I've been trying to wean myself off the flatpick, which I started dropping into a Harmony acoustic when I was 10 or so. I know theres tons of fantastic players who use a pick, but I'd just like to be rid of the damn thing. Makes things way simpler. So I try to play a set at a gig the other night - no pick. Well - the term "out on a limb" descibes it pretty well. I do practice with no pick, but playing live - different story! Think I'll leave that till the last set of the night from now on.

Peter


----------



## Geek (Jun 5, 2007)

Hi,

I think it depends on the genre you play... 

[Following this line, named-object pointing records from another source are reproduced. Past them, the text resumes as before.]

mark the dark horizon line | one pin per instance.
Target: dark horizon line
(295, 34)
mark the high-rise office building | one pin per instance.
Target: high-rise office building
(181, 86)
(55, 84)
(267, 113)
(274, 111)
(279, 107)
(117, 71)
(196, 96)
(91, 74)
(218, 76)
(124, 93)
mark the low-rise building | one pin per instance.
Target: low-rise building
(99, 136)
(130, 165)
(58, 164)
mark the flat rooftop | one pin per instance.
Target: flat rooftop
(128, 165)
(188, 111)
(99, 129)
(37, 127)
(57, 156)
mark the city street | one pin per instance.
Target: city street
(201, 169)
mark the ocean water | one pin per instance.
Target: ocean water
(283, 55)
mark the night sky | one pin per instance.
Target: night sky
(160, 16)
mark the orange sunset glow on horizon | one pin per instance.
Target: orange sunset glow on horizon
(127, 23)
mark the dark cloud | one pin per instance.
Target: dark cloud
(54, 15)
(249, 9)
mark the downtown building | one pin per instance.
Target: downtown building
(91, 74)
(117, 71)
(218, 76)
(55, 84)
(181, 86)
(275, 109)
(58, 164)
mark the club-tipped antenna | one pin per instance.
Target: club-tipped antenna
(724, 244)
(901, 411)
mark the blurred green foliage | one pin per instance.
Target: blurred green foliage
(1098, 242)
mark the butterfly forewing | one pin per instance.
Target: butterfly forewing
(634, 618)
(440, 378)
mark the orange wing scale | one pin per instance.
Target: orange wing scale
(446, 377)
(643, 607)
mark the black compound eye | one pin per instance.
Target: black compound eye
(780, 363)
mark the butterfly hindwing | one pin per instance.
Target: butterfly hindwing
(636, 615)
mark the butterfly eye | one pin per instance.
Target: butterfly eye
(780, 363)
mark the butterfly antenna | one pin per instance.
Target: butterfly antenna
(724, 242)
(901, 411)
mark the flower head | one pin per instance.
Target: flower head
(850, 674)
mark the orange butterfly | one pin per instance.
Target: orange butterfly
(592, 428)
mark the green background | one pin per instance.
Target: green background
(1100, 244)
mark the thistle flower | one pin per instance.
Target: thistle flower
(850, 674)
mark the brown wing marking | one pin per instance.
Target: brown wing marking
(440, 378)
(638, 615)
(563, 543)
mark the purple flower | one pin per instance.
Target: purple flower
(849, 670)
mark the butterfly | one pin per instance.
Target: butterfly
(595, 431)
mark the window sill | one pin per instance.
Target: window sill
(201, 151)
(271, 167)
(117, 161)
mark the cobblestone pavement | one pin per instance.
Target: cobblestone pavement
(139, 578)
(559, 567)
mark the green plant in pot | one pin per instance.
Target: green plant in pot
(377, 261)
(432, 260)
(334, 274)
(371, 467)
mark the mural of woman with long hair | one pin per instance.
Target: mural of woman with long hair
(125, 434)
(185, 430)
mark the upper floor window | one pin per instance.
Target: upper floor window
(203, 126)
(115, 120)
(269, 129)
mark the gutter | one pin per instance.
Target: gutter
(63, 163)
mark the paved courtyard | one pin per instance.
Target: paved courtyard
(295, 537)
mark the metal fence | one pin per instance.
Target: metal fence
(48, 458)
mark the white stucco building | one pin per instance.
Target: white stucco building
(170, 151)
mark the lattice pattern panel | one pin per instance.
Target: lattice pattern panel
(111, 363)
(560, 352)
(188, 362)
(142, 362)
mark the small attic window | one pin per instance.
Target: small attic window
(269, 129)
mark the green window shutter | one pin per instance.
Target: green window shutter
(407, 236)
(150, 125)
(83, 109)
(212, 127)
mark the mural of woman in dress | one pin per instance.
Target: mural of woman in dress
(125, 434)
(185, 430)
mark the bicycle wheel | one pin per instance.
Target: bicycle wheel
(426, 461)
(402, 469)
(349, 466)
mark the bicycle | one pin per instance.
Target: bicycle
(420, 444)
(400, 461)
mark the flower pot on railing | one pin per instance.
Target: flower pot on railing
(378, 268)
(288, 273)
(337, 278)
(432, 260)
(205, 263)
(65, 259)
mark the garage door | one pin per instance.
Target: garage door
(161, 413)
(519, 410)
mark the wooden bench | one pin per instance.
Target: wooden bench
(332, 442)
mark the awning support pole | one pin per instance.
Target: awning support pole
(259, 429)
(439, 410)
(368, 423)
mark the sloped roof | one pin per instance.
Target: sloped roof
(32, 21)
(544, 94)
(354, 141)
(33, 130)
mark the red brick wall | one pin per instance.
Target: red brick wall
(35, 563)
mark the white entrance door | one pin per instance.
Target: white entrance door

I've never seel Leona Boyd play live with a pick 

Cheers!


----------



## zontar (Oct 25, 2007)

Geek said:


> Hi,
> 
> I think it depends on the genre you play...
> 
> ...


she might--if nobody's watching...:smile:


----------



## I_cant_play (Jun 26, 2006)

http://www.youtube.com/watch?v=b3p48EezhOU

you should check this guy out if you want to see just what can be done without a pick. I've definitely become addicted to playing with fingers as a result. I've posted some of his clips before but for some reason they always get ignored. Either way I think the guy is fantastic.


----------



## Guest (Nov 23, 2007)

PACO DE LUCIA. beauties eh?
Not commenting on links doesn't necessarily 
mean we don't check them out. Keep em 
comin'.


----------



## Michelle (Aug 21, 2006)

Hey Lari! Thanks for the left-handed band, well, all except the drummer anyway. :wave:


----------



## ACDCyou (Jan 6, 2008)

hey this is another guy that is just amazing though you may have seen it already, his name is Andy McKee http://www.youtube.com/watch?v=Ddn4MGaS3N4


----------



## Stratin2traynor (Sep 27, 2006)

WOW! There's a guy who thought outside of the box. That was amazing.


----------



## zinga (Apr 22, 2007)

*fingers or pick?*

i enjoy both depends on the song and how i feel at the time.


----------



## fraser (Feb 24, 2007)

i play a lot of acoustic without a pick. i cant fingerpick at all, and cant even try, but i do a lot of string pulling and slapping, and my thumb acts as a hammer against the bass strings, its pretty effective. 
its really very different than playing with a pick- not only does the skin on string create a different sound, but the whole style sounds different.
in some ways it is limiting, for instance, its not easy to pull of fast intricate lead runs, and when you do it sounds sloppy;
but at the same time it frees you from the constraints of straight picking, and can create a much more interesting and complex sound.


----------



## rhh7 (Mar 14, 2008)

For many years before I learned to play guitar, I would dream that I was playing! In my dreams, I always played with my fingers, plucking the strings, pulling the strings, and using my thumb. When I taught myself to play in my 40's, that is how I found I enjoyed playing the most. To this day I can not use a pick very well.


----------



## fret15 (Feb 17, 2006)

Mark Knopfler is another big no-pick rock dude, if you're looking for other styles than flamenco. Love that link for Paco de Lucia, sounds great!


----------